Ingredients
Method
Preparation
- Preheat the oven to 400°F (200°C). Let it warm up while you prepare the potatoes.
- Wash and prick the russet potatoes with a fork to allow steam to escape during baking.
- Drizzle the potatoes with olive oil, and sprinkle with salt and pepper.
- Bake directly on the oven rack for 45 minutes or until they’re tender when pierced with a knife.
- While the potatoes bake, steam or microwave the broccoli florets until tender (about 5 minutes).
Assembly
- Remove the potatoes from the oven and let them cool slightly. Cut each potato down the center, gently squeezing the sides to create a pocket.
- In a bowl, combine the steamed broccoli, cheddar cheese, and sour cream. Mix until well-blended.
- Spoon the broccoli cheese mixture into each potato, heaping it on top.
- Return stuffed potatoes to the oven and bake for an additional 10-15 minutes, until the cheese is melted and bubbly.

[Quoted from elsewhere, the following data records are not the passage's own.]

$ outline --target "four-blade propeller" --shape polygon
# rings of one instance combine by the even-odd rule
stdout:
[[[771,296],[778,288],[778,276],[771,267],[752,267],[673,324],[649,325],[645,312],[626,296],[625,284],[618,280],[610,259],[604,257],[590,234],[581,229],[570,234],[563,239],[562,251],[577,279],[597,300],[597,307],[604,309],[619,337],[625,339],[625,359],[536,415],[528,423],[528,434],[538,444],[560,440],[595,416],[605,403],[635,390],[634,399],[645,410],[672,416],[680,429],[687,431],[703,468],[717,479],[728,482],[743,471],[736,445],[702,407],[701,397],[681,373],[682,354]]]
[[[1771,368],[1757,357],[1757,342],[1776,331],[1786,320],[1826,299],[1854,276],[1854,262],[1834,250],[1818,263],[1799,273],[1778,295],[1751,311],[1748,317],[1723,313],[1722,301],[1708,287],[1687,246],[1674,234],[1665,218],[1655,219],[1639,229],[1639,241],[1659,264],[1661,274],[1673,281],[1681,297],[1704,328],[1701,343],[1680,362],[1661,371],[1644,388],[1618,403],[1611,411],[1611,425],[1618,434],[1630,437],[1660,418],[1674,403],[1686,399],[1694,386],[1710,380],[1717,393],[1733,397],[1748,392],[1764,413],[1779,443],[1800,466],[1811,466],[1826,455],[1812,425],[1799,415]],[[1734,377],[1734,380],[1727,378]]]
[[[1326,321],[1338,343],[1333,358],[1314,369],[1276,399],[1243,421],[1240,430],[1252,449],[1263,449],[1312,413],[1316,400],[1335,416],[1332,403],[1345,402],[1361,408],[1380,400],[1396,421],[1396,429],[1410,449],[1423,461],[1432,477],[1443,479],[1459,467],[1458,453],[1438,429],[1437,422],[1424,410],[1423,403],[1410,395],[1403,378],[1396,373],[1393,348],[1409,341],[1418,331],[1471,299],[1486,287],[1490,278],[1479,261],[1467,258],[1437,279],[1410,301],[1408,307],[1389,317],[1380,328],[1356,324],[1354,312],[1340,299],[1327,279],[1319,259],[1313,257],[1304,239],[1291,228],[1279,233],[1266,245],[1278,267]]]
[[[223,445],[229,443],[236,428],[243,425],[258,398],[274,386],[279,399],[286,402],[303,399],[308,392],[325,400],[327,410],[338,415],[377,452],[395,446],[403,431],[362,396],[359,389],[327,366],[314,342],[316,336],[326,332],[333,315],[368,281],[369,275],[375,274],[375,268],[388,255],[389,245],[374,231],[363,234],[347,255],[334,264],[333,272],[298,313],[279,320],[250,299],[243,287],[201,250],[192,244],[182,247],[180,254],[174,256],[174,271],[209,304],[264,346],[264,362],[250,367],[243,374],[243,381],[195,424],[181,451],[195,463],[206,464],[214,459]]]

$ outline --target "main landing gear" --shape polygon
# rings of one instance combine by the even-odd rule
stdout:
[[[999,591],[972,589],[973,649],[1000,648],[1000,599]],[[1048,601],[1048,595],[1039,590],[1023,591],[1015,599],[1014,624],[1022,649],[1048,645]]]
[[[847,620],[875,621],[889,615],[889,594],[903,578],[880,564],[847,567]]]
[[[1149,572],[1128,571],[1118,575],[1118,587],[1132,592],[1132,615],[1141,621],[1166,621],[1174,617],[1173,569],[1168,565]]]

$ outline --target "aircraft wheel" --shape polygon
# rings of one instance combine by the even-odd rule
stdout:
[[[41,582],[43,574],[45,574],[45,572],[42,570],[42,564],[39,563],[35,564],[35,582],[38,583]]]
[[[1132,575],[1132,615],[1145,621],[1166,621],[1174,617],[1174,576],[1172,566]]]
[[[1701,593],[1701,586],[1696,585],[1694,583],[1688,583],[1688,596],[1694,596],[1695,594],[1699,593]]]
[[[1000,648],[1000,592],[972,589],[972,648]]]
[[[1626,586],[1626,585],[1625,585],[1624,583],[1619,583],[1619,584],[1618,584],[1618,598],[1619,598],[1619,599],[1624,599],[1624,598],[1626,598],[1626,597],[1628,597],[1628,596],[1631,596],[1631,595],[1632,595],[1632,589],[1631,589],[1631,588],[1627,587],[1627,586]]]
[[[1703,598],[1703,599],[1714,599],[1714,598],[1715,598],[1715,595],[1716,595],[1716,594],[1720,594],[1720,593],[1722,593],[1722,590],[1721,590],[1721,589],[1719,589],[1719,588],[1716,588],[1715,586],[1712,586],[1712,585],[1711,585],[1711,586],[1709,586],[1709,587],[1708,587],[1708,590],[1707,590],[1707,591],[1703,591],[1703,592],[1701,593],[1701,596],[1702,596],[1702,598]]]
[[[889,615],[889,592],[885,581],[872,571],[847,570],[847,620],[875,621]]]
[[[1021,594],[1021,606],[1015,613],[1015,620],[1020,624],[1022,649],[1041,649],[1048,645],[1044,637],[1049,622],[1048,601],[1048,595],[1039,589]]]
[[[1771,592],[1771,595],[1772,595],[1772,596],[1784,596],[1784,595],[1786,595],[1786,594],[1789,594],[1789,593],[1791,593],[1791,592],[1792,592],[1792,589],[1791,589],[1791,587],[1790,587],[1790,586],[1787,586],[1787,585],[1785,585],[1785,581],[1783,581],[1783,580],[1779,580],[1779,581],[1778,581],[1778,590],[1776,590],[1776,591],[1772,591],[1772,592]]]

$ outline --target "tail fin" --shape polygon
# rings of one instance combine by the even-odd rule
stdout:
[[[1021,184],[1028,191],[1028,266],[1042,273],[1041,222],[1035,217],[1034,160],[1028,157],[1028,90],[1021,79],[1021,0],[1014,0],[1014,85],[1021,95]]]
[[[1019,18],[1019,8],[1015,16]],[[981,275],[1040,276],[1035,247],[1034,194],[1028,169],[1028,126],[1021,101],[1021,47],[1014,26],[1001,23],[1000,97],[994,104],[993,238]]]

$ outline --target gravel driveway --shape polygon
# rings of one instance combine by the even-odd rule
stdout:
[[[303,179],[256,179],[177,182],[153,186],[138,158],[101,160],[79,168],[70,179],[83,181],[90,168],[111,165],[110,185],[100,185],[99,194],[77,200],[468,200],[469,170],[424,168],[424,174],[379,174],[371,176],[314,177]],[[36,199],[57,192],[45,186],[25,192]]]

- Serve warm, garnished with additional cheese or a sprinkle of chives if desired!
Notes
For best results, wrap any leftovers in foil or place them in an airtight container in the refrigerator. They can be safely stored for up to 3 days. To reheat, place in the oven at 350°F (177°C) for 15-20 minutes until heated through. They can also be frozen for up to 3 months; ensure they’ve cooled completely before sealing.